Macronocchio. L’arbre qui cache la forêt

jeudi 19 octobre 2017

Lors de la grand-messe des États généraux de l’alimentation à Rungis, Macron a repris l’antienne des 350 €, « reste mensuel » qu’auraient pour vivre les exploitants agricoles, en la généralisant. L’arbre qui cache la forêt en quelque sorte. Il n’est pas à un mensonge ou une approximation près. Ce misérabilisme permet de redorer le blason du président des riches et de pérorer sur son amour du mot « paysan » qu’un maréchal portait au pinacle il y a quelques décennies. Les chiffres issus des statistiques du ministère de l’Agriculture le contredisent.

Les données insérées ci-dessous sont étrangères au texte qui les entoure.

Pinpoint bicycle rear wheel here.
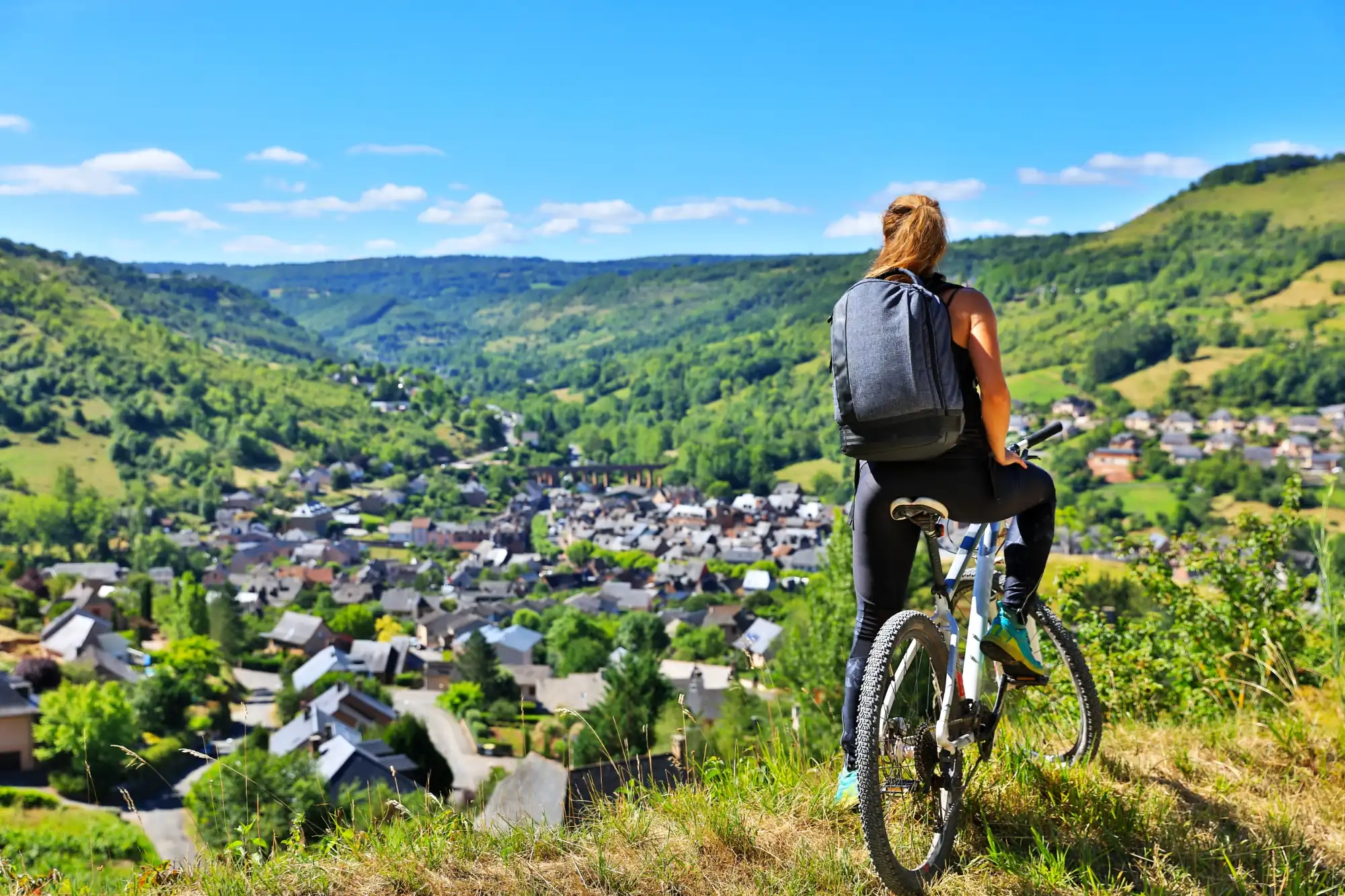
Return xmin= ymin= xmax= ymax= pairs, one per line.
xmin=997 ymin=600 xmax=1103 ymax=764
xmin=855 ymin=602 xmax=962 ymax=893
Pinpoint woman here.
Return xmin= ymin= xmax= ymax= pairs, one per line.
xmin=837 ymin=195 xmax=1056 ymax=802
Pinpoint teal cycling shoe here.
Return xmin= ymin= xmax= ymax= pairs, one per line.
xmin=831 ymin=771 xmax=859 ymax=809
xmin=981 ymin=608 xmax=1046 ymax=680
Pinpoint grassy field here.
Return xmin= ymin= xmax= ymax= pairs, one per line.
xmin=1099 ymin=481 xmax=1177 ymax=520
xmin=0 ymin=423 xmax=122 ymax=498
xmin=1007 ymin=366 xmax=1075 ymax=405
xmin=775 ymin=458 xmax=847 ymax=489
xmin=1107 ymin=157 xmax=1345 ymax=242
xmin=159 ymin=709 xmax=1345 ymax=896
xmin=1111 ymin=345 xmax=1260 ymax=407
xmin=0 ymin=806 xmax=159 ymax=893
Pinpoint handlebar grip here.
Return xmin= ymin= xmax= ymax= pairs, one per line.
xmin=1014 ymin=419 xmax=1065 ymax=454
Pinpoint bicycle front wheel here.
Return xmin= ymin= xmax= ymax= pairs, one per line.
xmin=998 ymin=600 xmax=1103 ymax=764
xmin=855 ymin=602 xmax=962 ymax=893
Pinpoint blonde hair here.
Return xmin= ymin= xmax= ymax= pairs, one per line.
xmin=865 ymin=192 xmax=948 ymax=278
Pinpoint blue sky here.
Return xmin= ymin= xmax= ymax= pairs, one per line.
xmin=0 ymin=0 xmax=1345 ymax=263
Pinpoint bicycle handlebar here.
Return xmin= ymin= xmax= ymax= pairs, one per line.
xmin=1011 ymin=419 xmax=1065 ymax=455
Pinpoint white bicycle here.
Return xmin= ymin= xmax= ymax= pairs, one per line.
xmin=855 ymin=422 xmax=1103 ymax=892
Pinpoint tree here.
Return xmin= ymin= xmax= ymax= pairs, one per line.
xmin=374 ymin=616 xmax=402 ymax=641
xmin=328 ymin=604 xmax=374 ymax=641
xmin=574 ymin=653 xmax=672 ymax=764
xmin=155 ymin=572 xmax=210 ymax=639
xmin=772 ymin=513 xmax=855 ymax=756
xmin=672 ymin=626 xmax=729 ymax=662
xmin=546 ymin=607 xmax=612 ymax=676
xmin=206 ymin=595 xmax=247 ymax=657
xmin=383 ymin=713 xmax=453 ymax=797
xmin=183 ymin=747 xmax=327 ymax=854
xmin=613 ymin=612 xmax=667 ymax=654
xmin=457 ymin=631 xmax=519 ymax=704
xmin=511 ymin=607 xmax=542 ymax=631
xmin=32 ymin=681 xmax=140 ymax=795
xmin=130 ymin=673 xmax=195 ymax=737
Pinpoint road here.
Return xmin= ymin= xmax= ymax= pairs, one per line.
xmin=393 ymin=690 xmax=518 ymax=791
xmin=121 ymin=763 xmax=210 ymax=868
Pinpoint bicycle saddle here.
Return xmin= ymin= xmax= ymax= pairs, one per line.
xmin=889 ymin=498 xmax=948 ymax=532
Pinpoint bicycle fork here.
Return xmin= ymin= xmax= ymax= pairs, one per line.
xmin=925 ymin=524 xmax=999 ymax=751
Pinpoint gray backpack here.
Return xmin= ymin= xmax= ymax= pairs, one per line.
xmin=831 ymin=268 xmax=963 ymax=460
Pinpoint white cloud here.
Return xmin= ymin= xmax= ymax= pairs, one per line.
xmin=1088 ymin=152 xmax=1210 ymax=180
xmin=416 ymin=192 xmax=508 ymax=226
xmin=141 ymin=208 xmax=223 ymax=233
xmin=350 ymin=142 xmax=444 ymax=156
xmin=262 ymin=177 xmax=308 ymax=192
xmin=872 ymin=177 xmax=986 ymax=204
xmin=1018 ymin=165 xmax=1115 ymax=187
xmin=1248 ymin=140 xmax=1322 ymax=156
xmin=948 ymin=218 xmax=1009 ymax=237
xmin=0 ymin=148 xmax=219 ymax=196
xmin=227 ymin=183 xmax=426 ymax=218
xmin=429 ymin=220 xmax=523 ymax=255
xmin=822 ymin=211 xmax=882 ymax=238
xmin=650 ymin=196 xmax=798 ymax=220
xmin=243 ymin=147 xmax=308 ymax=165
xmin=537 ymin=199 xmax=646 ymax=233
xmin=222 ymin=235 xmax=332 ymax=255
xmin=534 ymin=218 xmax=580 ymax=237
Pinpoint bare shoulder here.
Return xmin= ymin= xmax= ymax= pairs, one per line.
xmin=950 ymin=286 xmax=995 ymax=317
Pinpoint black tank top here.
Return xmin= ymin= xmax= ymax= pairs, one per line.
xmin=901 ymin=273 xmax=990 ymax=460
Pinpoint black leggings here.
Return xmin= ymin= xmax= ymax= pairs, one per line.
xmin=841 ymin=458 xmax=1056 ymax=767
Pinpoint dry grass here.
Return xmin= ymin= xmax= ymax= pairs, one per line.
xmin=139 ymin=706 xmax=1345 ymax=896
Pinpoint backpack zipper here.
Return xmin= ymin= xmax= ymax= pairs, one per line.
xmin=924 ymin=293 xmax=948 ymax=414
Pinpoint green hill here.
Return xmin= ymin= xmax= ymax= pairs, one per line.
xmin=0 ymin=237 xmax=473 ymax=510
xmin=141 ymin=255 xmax=742 ymax=364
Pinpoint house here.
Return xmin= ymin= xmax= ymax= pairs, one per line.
xmin=1050 ymin=395 xmax=1096 ymax=417
xmin=457 ymin=479 xmax=491 ymax=507
xmin=1205 ymin=407 xmax=1241 ymax=433
xmin=1088 ymin=433 xmax=1141 ymax=483
xmin=268 ymin=682 xmax=397 ymax=756
xmin=262 ymin=610 xmax=336 ymax=657
xmin=378 ymin=588 xmax=434 ymax=619
xmin=317 ymin=737 xmax=418 ymax=799
xmin=286 ymin=501 xmax=332 ymax=536
xmin=1170 ymin=445 xmax=1205 ymax=467
xmin=42 ymin=607 xmax=112 ymax=663
xmin=0 ymin=674 xmax=38 ymax=772
xmin=1126 ymin=410 xmax=1154 ymax=434
xmin=1289 ymin=414 xmax=1322 ymax=436
xmin=500 ymin=663 xmax=554 ymax=701
xmin=1205 ymin=429 xmax=1243 ymax=455
xmin=732 ymin=619 xmax=784 ymax=669
xmin=1158 ymin=429 xmax=1190 ymax=454
xmin=742 ymin=569 xmax=771 ymax=591
xmin=1243 ymin=445 xmax=1275 ymax=470
xmin=701 ymin=604 xmax=749 ymax=643
xmin=537 ymin=673 xmax=607 ymax=713
xmin=1161 ymin=410 xmax=1196 ymax=436
xmin=453 ymin=626 xmax=542 ymax=666
xmin=1252 ymin=414 xmax=1279 ymax=436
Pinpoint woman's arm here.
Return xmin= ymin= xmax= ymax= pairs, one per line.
xmin=958 ymin=289 xmax=1026 ymax=466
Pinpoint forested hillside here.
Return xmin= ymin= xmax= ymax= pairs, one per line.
xmin=141 ymin=255 xmax=722 ymax=364
xmin=0 ymin=246 xmax=471 ymax=519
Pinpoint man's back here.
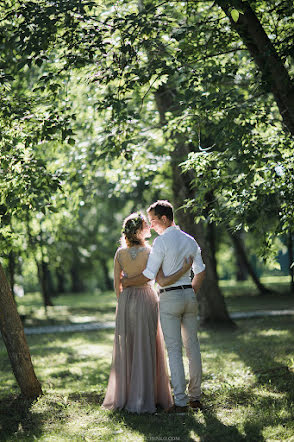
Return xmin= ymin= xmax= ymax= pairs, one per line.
xmin=143 ymin=226 xmax=205 ymax=286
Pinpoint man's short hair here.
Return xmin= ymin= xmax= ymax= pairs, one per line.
xmin=147 ymin=200 xmax=174 ymax=221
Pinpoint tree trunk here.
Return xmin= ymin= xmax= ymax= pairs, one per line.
xmin=0 ymin=264 xmax=42 ymax=398
xmin=37 ymin=260 xmax=53 ymax=310
xmin=216 ymin=0 xmax=294 ymax=135
xmin=227 ymin=229 xmax=271 ymax=295
xmin=100 ymin=259 xmax=113 ymax=290
xmin=70 ymin=256 xmax=85 ymax=293
xmin=56 ymin=267 xmax=65 ymax=294
xmin=288 ymin=231 xmax=294 ymax=294
xmin=8 ymin=250 xmax=15 ymax=297
xmin=233 ymin=233 xmax=248 ymax=281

Par souci de clarté, il est toujours utile de donner l’ensemble des éléments. Près de 300 000 exploitations agricoles dites professionnelles, sur les 430 000 existantes, permettent de dégager un revenu annuel moyen de 24 400 € en 2015, selon le ministère de l’Agriculture. Pour l’année 2015, dans le maraîchage-horticulture, le revenu annuel moyen s’établit à 37 200 €, dans les céréales-grandes cultures à 24 400 €, le porc et les volailles à 24 200 €, dans la viticulture à 53 400 € … Ce n’est pas en assénant, à jets répétés, une contre-vérité qu’elle se mue en vérité.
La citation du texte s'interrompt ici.